It’s a lot easier and less expensive to change the words in your value prop than it is to rewrite software or pull down dry wall.
Step 3: Interview potential buyers and look for leading indicators – there are several leading indicators proving authentic demand. First, is there natural inbound interest? With less than a few hundred dollars on ads, you will be able to answer that question. Second, what quality of ease do you experience getting people on the phone? Are they replying to your emails? When you schedule 15 minutes to discuss the idea, pain point, and value prop are people showing up to the call? Do they care about the conversation enough to prioritize it in their calendar? You’ll notice this is way before any sort of unit economics are explored…we are still just trying to find out if there is demand. I’ve made the mistake of interviewing potential users but not buyers. Make sure to prioritize and interview the person pulling out the credit card. There are several books about how to conduct these interviews, The Mom Test is my favorite. The conversation of an idea with authentic demand is very different from one that is not. Often entrepreneurs are able to “persuade” feedback through passion and sales skills where the feedback is not accurate or candid. You’ll get a sense of the authentic demand after your 20th interview and especially after your 100th.

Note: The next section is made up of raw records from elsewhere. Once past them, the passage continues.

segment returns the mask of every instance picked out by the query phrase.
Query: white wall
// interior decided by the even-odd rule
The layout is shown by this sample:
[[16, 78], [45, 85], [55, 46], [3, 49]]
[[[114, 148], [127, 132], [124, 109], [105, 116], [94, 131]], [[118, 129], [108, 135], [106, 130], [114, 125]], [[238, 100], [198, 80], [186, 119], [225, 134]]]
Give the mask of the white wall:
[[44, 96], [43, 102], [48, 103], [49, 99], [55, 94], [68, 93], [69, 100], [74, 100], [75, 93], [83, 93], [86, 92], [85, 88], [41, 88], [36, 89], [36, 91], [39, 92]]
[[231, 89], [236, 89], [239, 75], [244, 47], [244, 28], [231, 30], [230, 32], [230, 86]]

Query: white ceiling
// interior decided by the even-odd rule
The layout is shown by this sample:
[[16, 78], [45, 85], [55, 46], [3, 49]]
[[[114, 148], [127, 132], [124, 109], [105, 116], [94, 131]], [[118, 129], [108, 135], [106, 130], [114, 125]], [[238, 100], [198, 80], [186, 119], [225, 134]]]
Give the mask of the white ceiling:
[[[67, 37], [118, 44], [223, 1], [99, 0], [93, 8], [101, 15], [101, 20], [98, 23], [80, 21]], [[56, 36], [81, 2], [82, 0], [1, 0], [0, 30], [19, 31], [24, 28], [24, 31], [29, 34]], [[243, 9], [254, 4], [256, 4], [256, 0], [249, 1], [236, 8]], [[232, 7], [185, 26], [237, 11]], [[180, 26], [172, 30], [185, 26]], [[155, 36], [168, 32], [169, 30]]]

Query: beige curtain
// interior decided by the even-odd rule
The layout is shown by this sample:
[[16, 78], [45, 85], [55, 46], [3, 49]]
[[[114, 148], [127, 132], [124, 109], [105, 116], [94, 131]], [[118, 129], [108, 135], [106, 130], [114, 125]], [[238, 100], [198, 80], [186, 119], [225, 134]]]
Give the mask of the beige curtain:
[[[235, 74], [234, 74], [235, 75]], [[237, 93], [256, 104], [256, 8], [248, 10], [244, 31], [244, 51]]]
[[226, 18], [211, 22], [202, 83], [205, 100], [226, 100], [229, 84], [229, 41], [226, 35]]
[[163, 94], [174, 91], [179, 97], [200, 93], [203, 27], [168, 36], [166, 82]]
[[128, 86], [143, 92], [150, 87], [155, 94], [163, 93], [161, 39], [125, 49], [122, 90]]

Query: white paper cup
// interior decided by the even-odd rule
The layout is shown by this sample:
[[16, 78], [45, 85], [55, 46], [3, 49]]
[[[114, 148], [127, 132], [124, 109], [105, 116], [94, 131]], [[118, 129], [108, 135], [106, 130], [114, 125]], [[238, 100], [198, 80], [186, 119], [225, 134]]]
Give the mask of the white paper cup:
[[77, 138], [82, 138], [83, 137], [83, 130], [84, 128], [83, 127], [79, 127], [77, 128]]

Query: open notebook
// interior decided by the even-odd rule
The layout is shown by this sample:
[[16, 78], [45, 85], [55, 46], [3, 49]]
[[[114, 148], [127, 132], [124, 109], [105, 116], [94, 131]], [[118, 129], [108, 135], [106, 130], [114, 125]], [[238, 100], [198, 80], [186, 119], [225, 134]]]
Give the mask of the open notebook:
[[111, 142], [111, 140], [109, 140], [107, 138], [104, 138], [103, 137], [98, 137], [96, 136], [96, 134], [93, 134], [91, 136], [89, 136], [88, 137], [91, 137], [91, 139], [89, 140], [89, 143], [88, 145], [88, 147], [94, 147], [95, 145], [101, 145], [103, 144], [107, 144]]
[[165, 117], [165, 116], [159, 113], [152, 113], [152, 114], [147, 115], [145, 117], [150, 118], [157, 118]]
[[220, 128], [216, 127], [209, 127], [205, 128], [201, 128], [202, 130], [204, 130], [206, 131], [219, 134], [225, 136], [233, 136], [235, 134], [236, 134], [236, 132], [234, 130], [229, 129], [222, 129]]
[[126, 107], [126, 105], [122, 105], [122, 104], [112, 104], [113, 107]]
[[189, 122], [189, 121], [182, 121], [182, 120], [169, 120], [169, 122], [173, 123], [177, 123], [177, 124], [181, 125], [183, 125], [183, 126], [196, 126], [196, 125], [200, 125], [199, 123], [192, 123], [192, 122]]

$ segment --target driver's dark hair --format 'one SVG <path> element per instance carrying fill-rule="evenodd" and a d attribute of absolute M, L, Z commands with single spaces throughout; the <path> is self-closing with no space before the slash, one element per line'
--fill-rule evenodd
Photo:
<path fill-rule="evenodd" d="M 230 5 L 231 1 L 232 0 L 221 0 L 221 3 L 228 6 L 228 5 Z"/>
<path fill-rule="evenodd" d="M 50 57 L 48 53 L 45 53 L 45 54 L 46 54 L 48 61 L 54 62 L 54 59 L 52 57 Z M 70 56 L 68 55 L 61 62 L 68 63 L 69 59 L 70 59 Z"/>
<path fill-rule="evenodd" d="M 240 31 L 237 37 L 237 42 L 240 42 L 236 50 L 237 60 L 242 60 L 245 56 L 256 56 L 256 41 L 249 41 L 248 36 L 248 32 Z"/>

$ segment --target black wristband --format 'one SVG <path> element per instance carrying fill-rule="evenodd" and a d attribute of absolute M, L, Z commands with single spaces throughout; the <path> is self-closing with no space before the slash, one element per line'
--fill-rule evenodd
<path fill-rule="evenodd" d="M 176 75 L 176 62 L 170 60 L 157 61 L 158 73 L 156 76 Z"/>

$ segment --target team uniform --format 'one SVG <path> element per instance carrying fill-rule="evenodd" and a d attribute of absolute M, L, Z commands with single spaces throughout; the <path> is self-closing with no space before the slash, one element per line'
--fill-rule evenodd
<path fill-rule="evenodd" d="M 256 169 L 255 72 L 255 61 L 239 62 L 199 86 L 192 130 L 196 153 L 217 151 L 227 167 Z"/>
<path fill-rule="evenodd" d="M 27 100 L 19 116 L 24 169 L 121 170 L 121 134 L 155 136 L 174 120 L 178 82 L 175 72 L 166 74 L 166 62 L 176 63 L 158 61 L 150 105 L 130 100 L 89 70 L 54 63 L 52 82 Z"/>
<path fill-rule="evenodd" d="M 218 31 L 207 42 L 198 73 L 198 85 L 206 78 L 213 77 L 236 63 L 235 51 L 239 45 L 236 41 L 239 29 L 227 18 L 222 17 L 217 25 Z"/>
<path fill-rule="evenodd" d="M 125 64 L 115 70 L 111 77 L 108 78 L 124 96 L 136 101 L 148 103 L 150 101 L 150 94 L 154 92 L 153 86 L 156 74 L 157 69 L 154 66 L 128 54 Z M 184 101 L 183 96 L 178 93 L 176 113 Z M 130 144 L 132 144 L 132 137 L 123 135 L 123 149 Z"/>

Step 4: Document and gauge reaction while starting to build community. Gut feel combined with documented notes of feedback phrases is the best way to do it. The phrases of the feedback you receive here will likely be the evolved value prop renditions in the future. One of the most telling signs the authentic demand is there: the potential buyer is asking how to stay in touch? After my first year at SalesLoft (shout out to their recent news), we did not have authentic demand, however we did build community of over 6000 sales professionals that we could easily meet, connect, and converse over the pain points they felt in their profession. Building community is one of the best ways to uncover true authentic demand.

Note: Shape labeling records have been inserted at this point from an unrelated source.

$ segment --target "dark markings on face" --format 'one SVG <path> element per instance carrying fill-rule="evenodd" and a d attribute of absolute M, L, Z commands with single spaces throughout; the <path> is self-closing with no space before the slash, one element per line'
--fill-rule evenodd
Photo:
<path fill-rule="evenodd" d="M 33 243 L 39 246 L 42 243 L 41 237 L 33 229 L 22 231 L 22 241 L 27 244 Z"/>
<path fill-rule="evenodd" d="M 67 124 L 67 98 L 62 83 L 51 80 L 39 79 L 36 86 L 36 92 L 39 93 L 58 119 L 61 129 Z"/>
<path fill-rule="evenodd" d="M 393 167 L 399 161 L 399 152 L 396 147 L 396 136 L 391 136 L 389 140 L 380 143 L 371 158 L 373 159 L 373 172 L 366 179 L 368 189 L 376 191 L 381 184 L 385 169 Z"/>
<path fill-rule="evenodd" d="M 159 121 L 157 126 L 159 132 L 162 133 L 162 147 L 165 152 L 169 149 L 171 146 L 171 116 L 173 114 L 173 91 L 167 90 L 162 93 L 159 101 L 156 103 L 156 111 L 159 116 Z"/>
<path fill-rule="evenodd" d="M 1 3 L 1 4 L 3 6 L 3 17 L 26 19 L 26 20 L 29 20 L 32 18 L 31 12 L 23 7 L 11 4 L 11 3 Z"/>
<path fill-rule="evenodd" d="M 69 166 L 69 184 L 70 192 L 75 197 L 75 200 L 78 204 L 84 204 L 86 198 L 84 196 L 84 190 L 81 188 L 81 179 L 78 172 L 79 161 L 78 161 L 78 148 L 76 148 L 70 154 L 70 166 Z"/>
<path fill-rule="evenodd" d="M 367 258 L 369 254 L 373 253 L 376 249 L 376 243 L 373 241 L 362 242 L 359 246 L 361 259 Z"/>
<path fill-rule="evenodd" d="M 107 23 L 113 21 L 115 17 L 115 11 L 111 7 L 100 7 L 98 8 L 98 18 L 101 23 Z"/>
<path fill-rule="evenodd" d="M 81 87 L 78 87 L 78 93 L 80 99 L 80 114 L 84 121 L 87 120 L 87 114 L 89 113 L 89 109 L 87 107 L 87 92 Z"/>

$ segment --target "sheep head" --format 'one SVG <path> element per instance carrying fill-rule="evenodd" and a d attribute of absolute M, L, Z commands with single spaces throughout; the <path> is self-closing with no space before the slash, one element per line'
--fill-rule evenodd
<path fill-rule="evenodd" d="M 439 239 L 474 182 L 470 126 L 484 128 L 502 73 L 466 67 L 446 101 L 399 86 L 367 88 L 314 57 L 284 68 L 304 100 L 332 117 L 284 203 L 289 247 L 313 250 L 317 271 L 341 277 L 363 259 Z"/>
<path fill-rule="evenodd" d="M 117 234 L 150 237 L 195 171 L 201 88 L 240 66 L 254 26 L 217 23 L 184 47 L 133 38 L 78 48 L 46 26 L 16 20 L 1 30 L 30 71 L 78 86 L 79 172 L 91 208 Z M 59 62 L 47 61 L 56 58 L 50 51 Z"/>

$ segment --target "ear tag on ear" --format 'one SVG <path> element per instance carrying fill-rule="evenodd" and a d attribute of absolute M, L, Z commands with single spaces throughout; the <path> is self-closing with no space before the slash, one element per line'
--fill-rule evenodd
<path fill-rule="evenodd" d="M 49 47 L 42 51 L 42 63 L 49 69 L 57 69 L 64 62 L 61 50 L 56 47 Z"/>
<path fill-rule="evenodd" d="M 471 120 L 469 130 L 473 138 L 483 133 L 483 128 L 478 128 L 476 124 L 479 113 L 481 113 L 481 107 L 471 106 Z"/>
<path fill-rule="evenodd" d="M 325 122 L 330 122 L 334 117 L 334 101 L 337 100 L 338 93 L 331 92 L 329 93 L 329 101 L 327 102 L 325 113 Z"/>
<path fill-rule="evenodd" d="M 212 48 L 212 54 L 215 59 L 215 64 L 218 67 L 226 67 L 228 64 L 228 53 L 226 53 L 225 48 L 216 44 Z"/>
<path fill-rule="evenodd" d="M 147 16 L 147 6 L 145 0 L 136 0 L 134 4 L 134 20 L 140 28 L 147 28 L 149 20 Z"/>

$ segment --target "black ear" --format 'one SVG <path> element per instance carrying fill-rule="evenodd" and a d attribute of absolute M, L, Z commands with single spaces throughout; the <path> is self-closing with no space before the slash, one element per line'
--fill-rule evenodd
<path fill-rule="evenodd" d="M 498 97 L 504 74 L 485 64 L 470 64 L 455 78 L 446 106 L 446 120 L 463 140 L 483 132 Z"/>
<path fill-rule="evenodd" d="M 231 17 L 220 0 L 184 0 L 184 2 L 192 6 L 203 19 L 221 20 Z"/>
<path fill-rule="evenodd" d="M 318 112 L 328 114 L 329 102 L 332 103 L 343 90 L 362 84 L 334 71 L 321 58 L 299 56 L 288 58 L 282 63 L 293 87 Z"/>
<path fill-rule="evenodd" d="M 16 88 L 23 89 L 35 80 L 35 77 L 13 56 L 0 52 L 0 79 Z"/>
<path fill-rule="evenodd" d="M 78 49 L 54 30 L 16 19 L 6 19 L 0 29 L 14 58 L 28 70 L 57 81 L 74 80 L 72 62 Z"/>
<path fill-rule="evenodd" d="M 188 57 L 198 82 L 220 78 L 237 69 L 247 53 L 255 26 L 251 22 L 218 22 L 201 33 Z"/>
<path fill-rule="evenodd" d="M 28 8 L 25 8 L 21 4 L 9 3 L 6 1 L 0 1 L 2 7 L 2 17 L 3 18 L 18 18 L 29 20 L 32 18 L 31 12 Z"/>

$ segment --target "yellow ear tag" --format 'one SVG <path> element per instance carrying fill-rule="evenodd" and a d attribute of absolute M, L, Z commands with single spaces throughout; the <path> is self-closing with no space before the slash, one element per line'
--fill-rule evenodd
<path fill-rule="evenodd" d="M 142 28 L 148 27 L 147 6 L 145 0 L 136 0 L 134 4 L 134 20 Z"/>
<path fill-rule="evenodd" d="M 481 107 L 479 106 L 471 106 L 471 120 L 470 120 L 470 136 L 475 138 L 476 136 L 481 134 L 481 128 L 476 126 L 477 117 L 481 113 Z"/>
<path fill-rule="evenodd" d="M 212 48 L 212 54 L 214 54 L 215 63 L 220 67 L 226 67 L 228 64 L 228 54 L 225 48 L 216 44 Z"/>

Taking the time to find authentic demand is arguably the single most important task an entrepreneur can do before starting a company. Find a big market where sub-markets will be just as big if not bigger in the future. Create compelling value props that interests the buyer to stay involved. Build the community before the product to increase feedback loops that generate motivating momentum. Doing these steps before anything else will set you on the “building to execute” path which is way more fun and rewarding!
Sounds easy in a few sentences but so much harder to put in practice. Finding authentic demand is the quickest way to getting to product-market fit.